The big surprise was iPhone sales surged by 6.3 million units, or 17%, to 43.7 million during the quarter. China and Japan both played a major part in driving Apple’s revenue to a new record. Despite a lack of new products over the last two quarters, its earnings rose 15% to $10.2 billion while revenue increased 4% year-on-year to $45.65 billion. Its gross margin rose to 39.3%.

iPhone sales in China were up 28% in the quarter. With the iPhone only offered officially since the beginning of the year and the country already representing Apple’s fastest growing market, China has a huge potential upside. The iPhone has a market share of just 7% in the mainland (2013 yearend), and China Mobile, with 780 million subscribers, is adding some 5.5 million new customers a month (with 75% of the roughly 1.3 million new 4G subscribers buying iPhones).

China Mobile sold an estimated one million iPhones in March, which is at about the same level as in February.

The iPhone, by contrast, has a 55% market share in Japan.

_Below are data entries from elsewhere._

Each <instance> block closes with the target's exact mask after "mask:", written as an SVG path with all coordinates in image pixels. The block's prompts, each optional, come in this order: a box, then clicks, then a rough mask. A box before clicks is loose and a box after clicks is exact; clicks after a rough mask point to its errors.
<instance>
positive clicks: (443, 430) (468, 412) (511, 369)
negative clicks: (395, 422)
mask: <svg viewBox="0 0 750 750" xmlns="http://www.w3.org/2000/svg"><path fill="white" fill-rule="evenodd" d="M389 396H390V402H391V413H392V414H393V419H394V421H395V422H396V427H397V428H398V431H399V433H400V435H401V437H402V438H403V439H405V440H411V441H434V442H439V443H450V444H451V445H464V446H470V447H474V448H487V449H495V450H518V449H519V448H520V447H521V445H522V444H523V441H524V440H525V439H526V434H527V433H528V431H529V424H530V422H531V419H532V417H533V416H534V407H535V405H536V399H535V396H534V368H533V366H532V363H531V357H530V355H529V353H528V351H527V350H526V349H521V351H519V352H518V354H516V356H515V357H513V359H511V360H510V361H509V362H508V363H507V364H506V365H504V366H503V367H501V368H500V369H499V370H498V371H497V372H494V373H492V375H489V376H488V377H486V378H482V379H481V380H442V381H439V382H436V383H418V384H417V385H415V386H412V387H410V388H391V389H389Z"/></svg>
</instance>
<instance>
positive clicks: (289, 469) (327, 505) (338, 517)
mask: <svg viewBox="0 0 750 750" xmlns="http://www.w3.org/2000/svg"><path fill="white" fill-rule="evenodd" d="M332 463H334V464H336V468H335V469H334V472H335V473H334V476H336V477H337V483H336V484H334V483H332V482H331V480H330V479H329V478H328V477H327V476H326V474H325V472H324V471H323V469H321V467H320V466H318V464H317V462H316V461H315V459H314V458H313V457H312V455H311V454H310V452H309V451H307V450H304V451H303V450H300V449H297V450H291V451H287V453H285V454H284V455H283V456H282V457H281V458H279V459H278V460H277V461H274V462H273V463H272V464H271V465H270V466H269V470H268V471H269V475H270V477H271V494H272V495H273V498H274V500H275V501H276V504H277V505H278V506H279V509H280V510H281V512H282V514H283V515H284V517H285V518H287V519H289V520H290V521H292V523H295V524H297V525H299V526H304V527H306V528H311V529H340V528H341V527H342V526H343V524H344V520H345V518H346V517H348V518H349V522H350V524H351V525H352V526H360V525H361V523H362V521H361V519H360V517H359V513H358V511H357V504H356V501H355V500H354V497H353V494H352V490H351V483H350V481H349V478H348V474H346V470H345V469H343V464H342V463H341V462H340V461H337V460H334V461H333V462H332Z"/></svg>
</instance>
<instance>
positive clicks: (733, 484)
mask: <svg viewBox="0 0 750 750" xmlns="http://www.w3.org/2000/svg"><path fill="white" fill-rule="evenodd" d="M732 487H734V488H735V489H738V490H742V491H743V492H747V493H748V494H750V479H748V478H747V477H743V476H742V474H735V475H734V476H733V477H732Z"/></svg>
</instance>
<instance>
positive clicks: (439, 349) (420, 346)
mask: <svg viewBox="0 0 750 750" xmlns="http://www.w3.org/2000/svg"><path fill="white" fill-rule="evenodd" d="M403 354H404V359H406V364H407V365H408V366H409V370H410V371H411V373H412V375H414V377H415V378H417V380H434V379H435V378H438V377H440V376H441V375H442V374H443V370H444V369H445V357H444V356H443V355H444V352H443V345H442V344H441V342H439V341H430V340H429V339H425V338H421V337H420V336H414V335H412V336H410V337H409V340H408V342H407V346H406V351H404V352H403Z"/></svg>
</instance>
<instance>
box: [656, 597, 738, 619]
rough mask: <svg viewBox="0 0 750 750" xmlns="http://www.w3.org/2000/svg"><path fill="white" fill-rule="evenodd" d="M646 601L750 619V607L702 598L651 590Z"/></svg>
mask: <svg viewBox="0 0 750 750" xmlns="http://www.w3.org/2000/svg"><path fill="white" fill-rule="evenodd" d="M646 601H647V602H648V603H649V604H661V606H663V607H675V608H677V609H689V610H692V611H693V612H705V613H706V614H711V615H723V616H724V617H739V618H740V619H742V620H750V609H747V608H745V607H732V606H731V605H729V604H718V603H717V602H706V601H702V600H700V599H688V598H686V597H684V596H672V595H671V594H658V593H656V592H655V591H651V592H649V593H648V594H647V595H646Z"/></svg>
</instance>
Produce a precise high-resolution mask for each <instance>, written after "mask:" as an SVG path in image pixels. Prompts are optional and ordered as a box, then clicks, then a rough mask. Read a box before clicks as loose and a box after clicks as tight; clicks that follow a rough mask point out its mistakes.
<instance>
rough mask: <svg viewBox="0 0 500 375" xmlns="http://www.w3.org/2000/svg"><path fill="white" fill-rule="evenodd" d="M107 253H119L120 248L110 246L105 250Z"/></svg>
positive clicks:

March sales of iPhones in Japan were estimated at 4.3 million (which was up about two million units from the monthly average due mainly to a pending sales tax increase coming in June).

China now accounts for almost a quarter of the company’s total revenue after sales increased 13% to $9.8 billion while Japan posted 26% revenue growth. reported that 60% of first-time iPhone owners (both 4S and 5C) in China switched from Android models. “This fact appears to be antithetical to what we have heard about Apple consistently losing market share to Android phones and could portend more positive traction for the iPhone in China.”

The company’s launch of the lower-priced 4S did help it gain traction in China, which isn’t what was predicted by most analysts, who were concerned about brand erosion in a market with a high percentage of aspirational buyers.

The popularity of the 4S did cut the average selling price of the iPhone by $41 from the previous month – the largest drop ever.

Is Apple heading back to $600, or even higher, or has it peaked?